2. Global diversity leads to global opportunity.

One of the most beautiful things about observing how things are done in different cultures is that you gain an idea of what initiatives will and will not work in those environments. When you see this before getting a degree, your approach to your studies will have an added eye for applicability, which will help you get the most out of your education.

3. Any educational resource should be appreciated to no end.

I think it was after visiting Kenya that this really sank in. When you see kids who are bright, lively, have a love for learning, but don’t have the resources to further their educations, something inside you changes, and you think to yourself: “I am just so incredibly lucky.” You start looking at your access to education as an invaluable gift, and approach it as such.

4. Real life doesn’t revolve around one subject – diversify.

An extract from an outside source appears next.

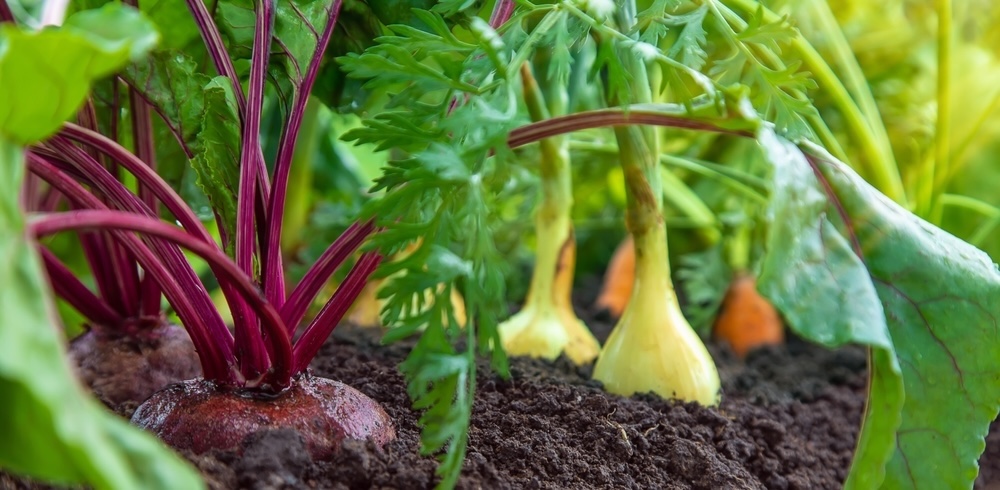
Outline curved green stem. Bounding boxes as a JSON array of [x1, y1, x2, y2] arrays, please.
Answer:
[[660, 167, 720, 245], [719, 0, 905, 204], [923, 0, 952, 223], [799, 0, 891, 158]]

In the age of specialization, some of you might be thinking this is the absolute worst thing that an ambitious person could do, but the more you pigeon hole yourself into one academic subject, the less flexibility you will have if you ever decide to work abroad. People in the East, for example, are often great marketers, managers, innovators, and traders all in one. To compete, you will have to be ready to be good at many things, and not just fixate on excelling at one.

Now, am I saying that people who don’t travel in their teens and pre-college years aren’t successful students? Of course not. In fact, I know many people who were stars in college that never left their home state, let alone ventured outside of the US. What I am saying is that seeing different cultures and gaining a broader world experience changes your outlook on life, and that can really impact the way you approach your education and how you choose to apply what you learn in the long run.